Recently, the Index team of Bilibili (B站) announced the full open-source release of its self-developed text-to-speech (TTS) system - IndexTTS-2.0. This system features controllable emotions and adjustable duration, marking an important step forward in the practical application of zero-shot TTS technology.

image.png

In the field of speech synthesis, controlling duration and expressing emotion have always been technical challenges in the industry. To overcome these issues, IndexTTS-2.0 introduced two core innovations: first, the time encoding mechanism. This mechanism was first applied in the autoregressive TTS architecture, greatly improving the accuracy of speech duration control, making the generated speech more stable and natural, and allowing precise control over the rhythm of speech. Second, the disentangled modeling of voice and emotion. The system uses an innovative disentangled modeling approach, allowing users to choose from various emotional adjustment methods, including a single audio reference, independent emotional reference audio, emotional vectors, and text descriptions. This flexibility significantly enhances the expressiveness of synthesized speech, meeting users' diverse needs for emotional expression.

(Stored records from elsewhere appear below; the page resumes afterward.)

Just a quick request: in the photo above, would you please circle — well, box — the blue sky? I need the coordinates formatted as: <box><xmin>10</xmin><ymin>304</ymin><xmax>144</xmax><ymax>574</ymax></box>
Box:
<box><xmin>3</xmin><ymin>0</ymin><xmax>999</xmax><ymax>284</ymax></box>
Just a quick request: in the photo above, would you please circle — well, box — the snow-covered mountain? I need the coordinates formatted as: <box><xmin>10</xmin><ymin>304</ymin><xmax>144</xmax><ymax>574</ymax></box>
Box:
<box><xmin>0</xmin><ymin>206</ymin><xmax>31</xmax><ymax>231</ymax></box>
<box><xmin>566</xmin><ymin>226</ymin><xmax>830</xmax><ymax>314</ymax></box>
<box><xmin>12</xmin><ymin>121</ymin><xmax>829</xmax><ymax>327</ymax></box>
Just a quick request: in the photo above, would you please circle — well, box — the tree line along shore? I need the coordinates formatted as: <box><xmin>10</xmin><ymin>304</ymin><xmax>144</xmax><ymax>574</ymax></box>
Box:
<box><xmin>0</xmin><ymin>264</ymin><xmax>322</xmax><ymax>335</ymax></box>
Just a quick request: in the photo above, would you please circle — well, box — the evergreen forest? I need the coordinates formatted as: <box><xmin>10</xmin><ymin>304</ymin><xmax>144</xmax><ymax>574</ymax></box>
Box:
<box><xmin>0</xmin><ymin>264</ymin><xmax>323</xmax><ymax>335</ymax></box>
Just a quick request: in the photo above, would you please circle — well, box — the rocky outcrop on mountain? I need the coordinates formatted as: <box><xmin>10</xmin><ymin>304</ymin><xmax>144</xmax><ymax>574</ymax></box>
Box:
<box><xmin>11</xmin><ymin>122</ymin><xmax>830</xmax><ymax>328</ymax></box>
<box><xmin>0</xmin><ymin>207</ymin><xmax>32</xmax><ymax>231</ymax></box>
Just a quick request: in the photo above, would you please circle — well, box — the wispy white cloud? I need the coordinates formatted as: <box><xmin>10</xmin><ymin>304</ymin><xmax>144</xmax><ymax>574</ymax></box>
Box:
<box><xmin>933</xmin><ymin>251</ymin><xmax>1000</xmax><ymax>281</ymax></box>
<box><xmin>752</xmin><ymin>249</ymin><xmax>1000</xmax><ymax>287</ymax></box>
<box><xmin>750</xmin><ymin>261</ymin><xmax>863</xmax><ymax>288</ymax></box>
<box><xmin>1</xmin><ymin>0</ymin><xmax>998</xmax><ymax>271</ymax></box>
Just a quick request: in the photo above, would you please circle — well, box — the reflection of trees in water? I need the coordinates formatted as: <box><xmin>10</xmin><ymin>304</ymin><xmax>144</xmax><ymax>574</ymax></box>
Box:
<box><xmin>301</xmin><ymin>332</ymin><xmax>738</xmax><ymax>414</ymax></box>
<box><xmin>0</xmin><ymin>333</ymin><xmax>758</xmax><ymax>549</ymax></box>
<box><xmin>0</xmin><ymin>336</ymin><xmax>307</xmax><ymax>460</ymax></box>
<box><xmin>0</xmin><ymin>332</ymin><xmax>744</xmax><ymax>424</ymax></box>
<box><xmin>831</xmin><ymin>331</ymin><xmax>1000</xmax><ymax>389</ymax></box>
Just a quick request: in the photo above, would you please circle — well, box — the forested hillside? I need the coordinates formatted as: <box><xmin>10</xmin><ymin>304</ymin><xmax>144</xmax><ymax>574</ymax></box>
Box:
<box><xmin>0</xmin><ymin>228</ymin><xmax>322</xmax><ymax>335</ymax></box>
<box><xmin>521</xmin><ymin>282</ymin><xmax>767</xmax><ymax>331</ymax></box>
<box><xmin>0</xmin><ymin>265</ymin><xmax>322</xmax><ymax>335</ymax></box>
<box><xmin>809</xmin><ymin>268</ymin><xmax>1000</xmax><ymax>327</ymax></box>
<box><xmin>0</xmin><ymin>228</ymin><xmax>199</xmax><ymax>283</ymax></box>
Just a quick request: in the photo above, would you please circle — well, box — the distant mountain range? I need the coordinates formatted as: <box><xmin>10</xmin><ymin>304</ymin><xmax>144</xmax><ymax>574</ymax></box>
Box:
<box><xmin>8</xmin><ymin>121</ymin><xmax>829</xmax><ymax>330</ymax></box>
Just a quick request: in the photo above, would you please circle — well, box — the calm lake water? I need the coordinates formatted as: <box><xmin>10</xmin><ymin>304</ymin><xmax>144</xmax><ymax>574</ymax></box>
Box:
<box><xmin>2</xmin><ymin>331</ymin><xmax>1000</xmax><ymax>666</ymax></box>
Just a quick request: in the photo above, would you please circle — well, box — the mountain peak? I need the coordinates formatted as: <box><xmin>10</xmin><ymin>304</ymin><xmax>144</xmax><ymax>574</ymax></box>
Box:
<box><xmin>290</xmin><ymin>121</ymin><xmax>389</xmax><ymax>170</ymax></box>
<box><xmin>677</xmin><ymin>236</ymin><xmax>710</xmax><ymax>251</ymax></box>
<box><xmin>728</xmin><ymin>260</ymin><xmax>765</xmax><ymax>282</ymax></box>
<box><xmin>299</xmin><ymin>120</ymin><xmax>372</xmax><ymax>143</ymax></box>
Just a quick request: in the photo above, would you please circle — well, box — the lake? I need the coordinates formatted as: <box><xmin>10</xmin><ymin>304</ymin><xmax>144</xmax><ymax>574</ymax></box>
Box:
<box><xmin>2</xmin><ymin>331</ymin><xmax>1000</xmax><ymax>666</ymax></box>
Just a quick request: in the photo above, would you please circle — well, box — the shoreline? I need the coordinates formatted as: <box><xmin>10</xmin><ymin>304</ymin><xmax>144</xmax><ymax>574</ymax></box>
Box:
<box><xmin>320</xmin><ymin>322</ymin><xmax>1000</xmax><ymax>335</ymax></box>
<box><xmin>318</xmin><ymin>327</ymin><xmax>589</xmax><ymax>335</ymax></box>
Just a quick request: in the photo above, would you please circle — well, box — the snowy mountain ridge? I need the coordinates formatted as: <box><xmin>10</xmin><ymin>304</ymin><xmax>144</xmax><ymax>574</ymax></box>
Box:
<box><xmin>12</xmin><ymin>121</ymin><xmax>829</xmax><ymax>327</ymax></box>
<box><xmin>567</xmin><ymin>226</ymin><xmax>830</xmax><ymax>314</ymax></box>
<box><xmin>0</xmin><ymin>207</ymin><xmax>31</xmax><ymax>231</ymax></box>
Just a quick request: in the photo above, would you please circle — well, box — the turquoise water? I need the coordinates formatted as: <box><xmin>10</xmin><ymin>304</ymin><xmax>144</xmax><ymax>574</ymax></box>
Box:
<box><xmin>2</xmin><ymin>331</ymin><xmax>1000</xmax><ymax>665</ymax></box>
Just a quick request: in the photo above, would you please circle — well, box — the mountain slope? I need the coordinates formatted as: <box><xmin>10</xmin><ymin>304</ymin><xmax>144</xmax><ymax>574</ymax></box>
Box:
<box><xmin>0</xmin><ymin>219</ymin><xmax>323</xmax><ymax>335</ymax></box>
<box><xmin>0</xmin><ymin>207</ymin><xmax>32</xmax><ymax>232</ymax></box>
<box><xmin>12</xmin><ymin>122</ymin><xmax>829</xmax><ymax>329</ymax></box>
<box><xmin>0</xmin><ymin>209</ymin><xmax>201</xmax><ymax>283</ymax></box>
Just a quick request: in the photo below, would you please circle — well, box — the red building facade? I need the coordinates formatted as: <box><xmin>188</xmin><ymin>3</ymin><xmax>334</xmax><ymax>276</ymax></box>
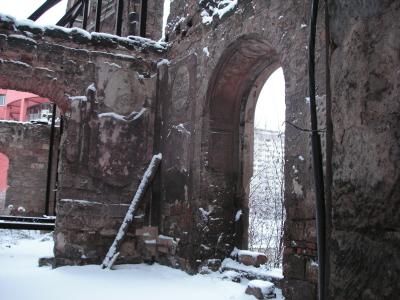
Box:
<box><xmin>0</xmin><ymin>89</ymin><xmax>51</xmax><ymax>122</ymax></box>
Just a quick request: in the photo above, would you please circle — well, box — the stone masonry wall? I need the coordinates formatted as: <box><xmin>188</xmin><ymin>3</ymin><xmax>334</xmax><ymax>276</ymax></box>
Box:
<box><xmin>0</xmin><ymin>121</ymin><xmax>59</xmax><ymax>216</ymax></box>
<box><xmin>0</xmin><ymin>14</ymin><xmax>165</xmax><ymax>265</ymax></box>
<box><xmin>328</xmin><ymin>1</ymin><xmax>400</xmax><ymax>299</ymax></box>
<box><xmin>155</xmin><ymin>1</ymin><xmax>327</xmax><ymax>298</ymax></box>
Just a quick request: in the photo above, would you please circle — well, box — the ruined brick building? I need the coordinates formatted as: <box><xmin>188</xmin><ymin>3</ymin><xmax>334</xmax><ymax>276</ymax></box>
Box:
<box><xmin>0</xmin><ymin>0</ymin><xmax>399</xmax><ymax>299</ymax></box>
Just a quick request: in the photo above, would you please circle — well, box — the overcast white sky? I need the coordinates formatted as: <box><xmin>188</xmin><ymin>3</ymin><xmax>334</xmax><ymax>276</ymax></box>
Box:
<box><xmin>0</xmin><ymin>0</ymin><xmax>68</xmax><ymax>25</ymax></box>
<box><xmin>0</xmin><ymin>0</ymin><xmax>286</xmax><ymax>132</ymax></box>
<box><xmin>255</xmin><ymin>68</ymin><xmax>286</xmax><ymax>132</ymax></box>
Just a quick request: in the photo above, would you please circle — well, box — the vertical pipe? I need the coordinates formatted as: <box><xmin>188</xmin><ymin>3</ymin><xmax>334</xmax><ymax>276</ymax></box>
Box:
<box><xmin>140</xmin><ymin>0</ymin><xmax>148</xmax><ymax>37</ymax></box>
<box><xmin>95</xmin><ymin>0</ymin><xmax>103</xmax><ymax>32</ymax></box>
<box><xmin>53</xmin><ymin>117</ymin><xmax>64</xmax><ymax>215</ymax></box>
<box><xmin>45</xmin><ymin>104</ymin><xmax>57</xmax><ymax>216</ymax></box>
<box><xmin>115</xmin><ymin>0</ymin><xmax>124</xmax><ymax>36</ymax></box>
<box><xmin>83</xmin><ymin>0</ymin><xmax>89</xmax><ymax>30</ymax></box>
<box><xmin>308</xmin><ymin>0</ymin><xmax>326</xmax><ymax>299</ymax></box>
<box><xmin>324</xmin><ymin>1</ymin><xmax>332</xmax><ymax>298</ymax></box>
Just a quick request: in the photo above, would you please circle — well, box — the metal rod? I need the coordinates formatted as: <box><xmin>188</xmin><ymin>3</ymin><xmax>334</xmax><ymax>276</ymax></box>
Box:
<box><xmin>53</xmin><ymin>116</ymin><xmax>64</xmax><ymax>215</ymax></box>
<box><xmin>308</xmin><ymin>0</ymin><xmax>326</xmax><ymax>299</ymax></box>
<box><xmin>82</xmin><ymin>0</ymin><xmax>89</xmax><ymax>29</ymax></box>
<box><xmin>68</xmin><ymin>1</ymin><xmax>85</xmax><ymax>28</ymax></box>
<box><xmin>95</xmin><ymin>0</ymin><xmax>103</xmax><ymax>32</ymax></box>
<box><xmin>56</xmin><ymin>0</ymin><xmax>84</xmax><ymax>26</ymax></box>
<box><xmin>115</xmin><ymin>0</ymin><xmax>124</xmax><ymax>36</ymax></box>
<box><xmin>0</xmin><ymin>221</ymin><xmax>55</xmax><ymax>230</ymax></box>
<box><xmin>45</xmin><ymin>104</ymin><xmax>57</xmax><ymax>216</ymax></box>
<box><xmin>28</xmin><ymin>0</ymin><xmax>62</xmax><ymax>21</ymax></box>
<box><xmin>0</xmin><ymin>215</ymin><xmax>56</xmax><ymax>224</ymax></box>
<box><xmin>324</xmin><ymin>1</ymin><xmax>332</xmax><ymax>298</ymax></box>
<box><xmin>140</xmin><ymin>0</ymin><xmax>148</xmax><ymax>37</ymax></box>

According to official examples, IndexTTS-2.0 can be widely applied in AI dubbing, audiobooks, animated comics, video translation, voice dialogue, and podcast production, expanding the boundaries of speech synthesis technology. Especially in terms of global content export, IndexTTS-2.0 provides important technical support, enabling cross-language videos to achieve a near "difference-free" localized experience. Whether it's Chinese users watching foreign content or overseas users watching Chinese videos, they can enjoy a more natural and immersive auditory experience while preserving the original voice style and emotion. This technological breakthrough reduces the barriers for high-quality content to spread across languages, providing a solid foundation for the global implementation of AIGC technology.

Currently, the project paper, complete code, model weights, and online demo page of IndexTTS-2.0 have been released simultaneously. The IndexTTS team stated that they will continue to optimize model performance and collaborate with the developer community to promote the construction of a voice technology ecosystem for multilingual communication and global cultural connectivity.

Online demo address:

https://huggingface.co/spaces/IndexTeam/IndexTTS-2-Demo

Key points:

🌟 B站's IndexTTS-2.0 system is fully open-sourced and has the functions of controllable emotions and adjustable duration.  

🕒 The system introduces a time encoding mechanism and disentangled modeling, enhancing the naturalness and expressiveness of speech synthesis.  

🌍 The system provides technical support for global content export, offering a better localized experience for cross-language videos.